[Intel-gfx] [PATCH 21/22] drm/i915: Enable lockless lookup of request tracking via RCU

Fri Jul 29 08:41:14 UTC 2016

On Thu, Jul 28, 2016 at 09:49:58PM +0100, Chris Wilson wrote:
> On Thu, Jul 28, 2016 at 12:23:40PM +0200, Daniel Vetter wrote:
> > I think we have a race here still: The issue is that the
> > kref_get_unless_zero is an unordered atomic, and the rcu_dereference is
> > only an smb_read_barrier_depends, which doesn't prevent the fetch from
> > happening before the atomic_add_unless.
> > 
> > Well until I opened memory-barriers.txt and learned that atomic_add_unless
> > is a full smp_mb() on both sides on success. That's a bit too tricky for
> > my taste, what about the following comment:
> > 
> > 		/* When request_get_rcu succeds the underlying
> > 		 * atomic_add_unless has a full smp_mb() on both sides.
> > 		 * This ensures that the rcu_dereference() below can't be
> > 		 * reordered before the the refcounting increase has
> > 		 * happened, which prevents the request from being reused.
> > 		 */
> > 
> > I couldn't poke any other holes into this, and we're reusing the fence rcu
> > functions where appropriate. With the comment:
> 

I guess it doesn't hurt to make this really, really clear. Perfect! Well
almost, one nit:

> 
>                 /* What stops the following rcu_dereference() from occuring
>                  * before the above i915_gem_request_get_rcu()?
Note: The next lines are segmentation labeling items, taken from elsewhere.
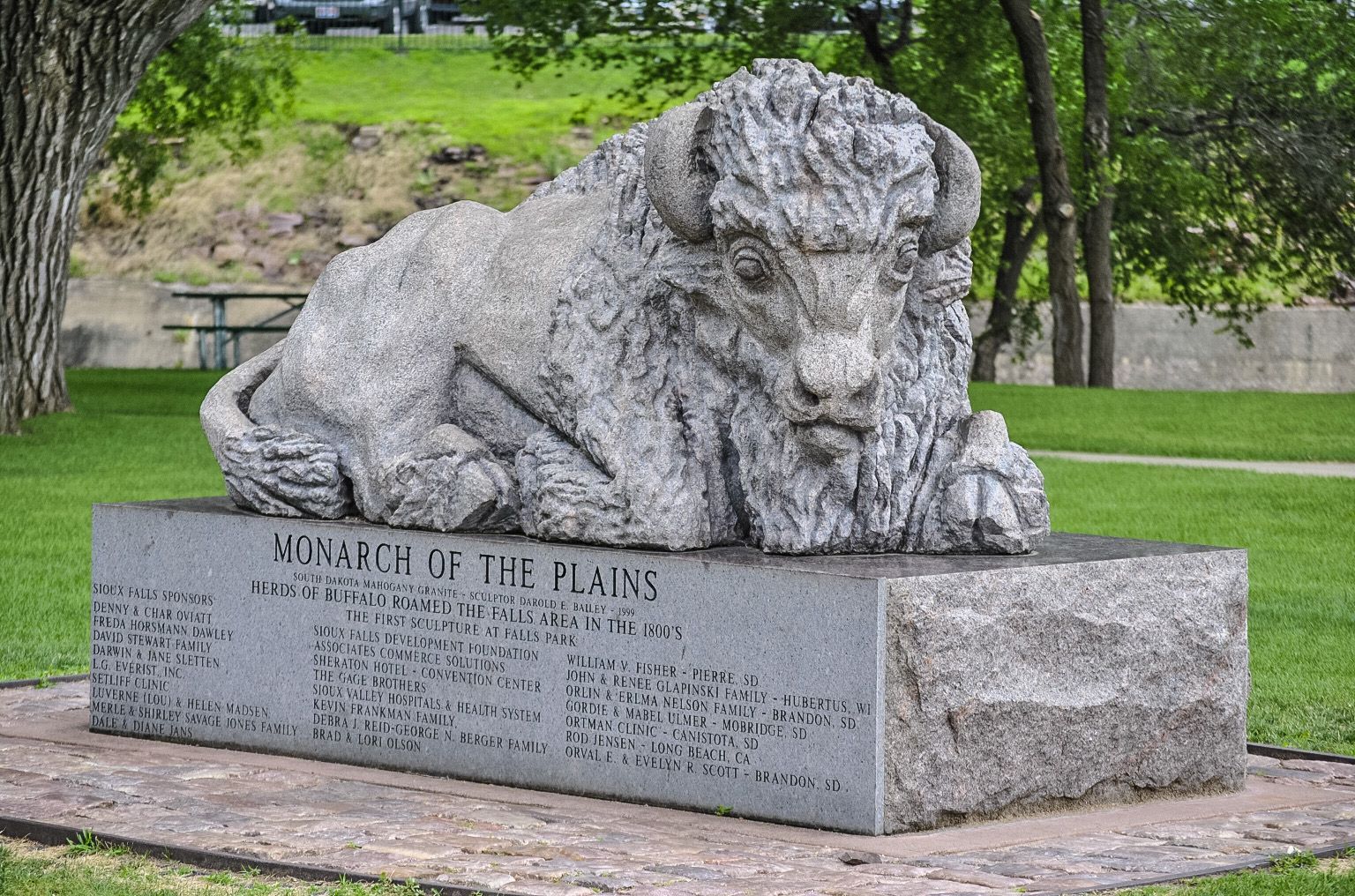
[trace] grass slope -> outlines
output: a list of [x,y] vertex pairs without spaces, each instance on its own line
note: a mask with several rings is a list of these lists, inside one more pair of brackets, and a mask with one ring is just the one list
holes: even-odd
[[607,96],[630,76],[572,66],[519,83],[495,68],[486,49],[398,54],[350,46],[302,53],[297,79],[295,117],[302,121],[439,123],[454,140],[484,144],[492,156],[528,161],[551,159],[572,123],[595,125],[603,115],[617,121],[626,110]]
[[76,411],[0,436],[0,679],[89,667],[89,506],[222,495],[211,371],[72,370]]
[[1142,392],[976,382],[974,409],[1007,416],[1028,449],[1355,461],[1355,393]]
[[[91,503],[221,493],[196,420],[214,378],[73,370],[75,413],[34,420],[26,435],[0,439],[0,503],[8,508],[0,518],[0,678],[88,667]],[[1014,435],[1031,445],[1066,447],[1062,420],[1121,434],[1107,435],[1110,451],[1148,450],[1149,423],[1160,438],[1176,438],[1165,426],[1173,403],[1188,419],[1195,404],[1226,401],[1238,413],[1260,413],[1279,399],[1299,408],[1322,399],[1154,393],[1160,407],[1145,413],[1145,393],[1019,386],[976,394],[996,396],[1014,422],[1033,420],[1031,430],[1051,442],[1015,424]],[[1058,412],[1050,404],[1056,394],[1075,411]],[[1091,394],[1095,403],[1080,404]],[[1301,446],[1321,435],[1322,415],[1289,419],[1289,427],[1266,432],[1237,427],[1222,441],[1230,447],[1196,445],[1213,455],[1302,457],[1310,449]],[[1126,420],[1141,424],[1129,428]],[[1355,754],[1355,480],[1053,460],[1041,466],[1057,529],[1251,550],[1252,737]]]

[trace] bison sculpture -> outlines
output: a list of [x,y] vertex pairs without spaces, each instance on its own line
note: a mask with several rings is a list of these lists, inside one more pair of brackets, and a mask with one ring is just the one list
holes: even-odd
[[763,60],[512,211],[339,255],[211,390],[234,502],[672,550],[1022,553],[1039,470],[972,413],[967,146]]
If we were
>                  * to read the value before pausing to get the reference to
>                  * the request, we may not notice a change in the active
>                  * tracker.
>                  *
>                  * The rcu_dereference() is a mere read barrier, which means

s/read barrier/barrier of depending reads/, rcu_dereference is not even a
full rmb!

>                  * that operations after it will appear after, neither the

hence also: s/operations/any operations through the read pointer/

Aside: I'm always impressive how alpha managed to mispredict dependent
reads somehow ... "sorry my magic 8ball had a glitch"!?
-Daniel

>                  * CPU nor the compiler will bring them forwards. However,
>                  * that does not restrict the rcu_dereference() itself. The
>                  * read may be performed earlier by an out-of-order CPU, or
> 		 * adventurous compiler.
>                  *
>                  * The atomic operation at the heart of
>                  * i915_gem_request_get_rcu(), see fence_get_rcu(), is
>                  * atomic_inc_not_zero() which is only a full memory barrier
>                  * when succesful. That is, if i915_gem_request_get_rcu()
>                  * returns the request (and so with the reference counted
>                  * incremented) then the following read for rcu_dereference()
>                  * must occur after the atomic operation and so confirm
>                  * that this request is the one currently being tracked.
>                  */
-- 
Daniel Vetter
Software Engineer, Intel Corporation
http://blog.ffwll.ch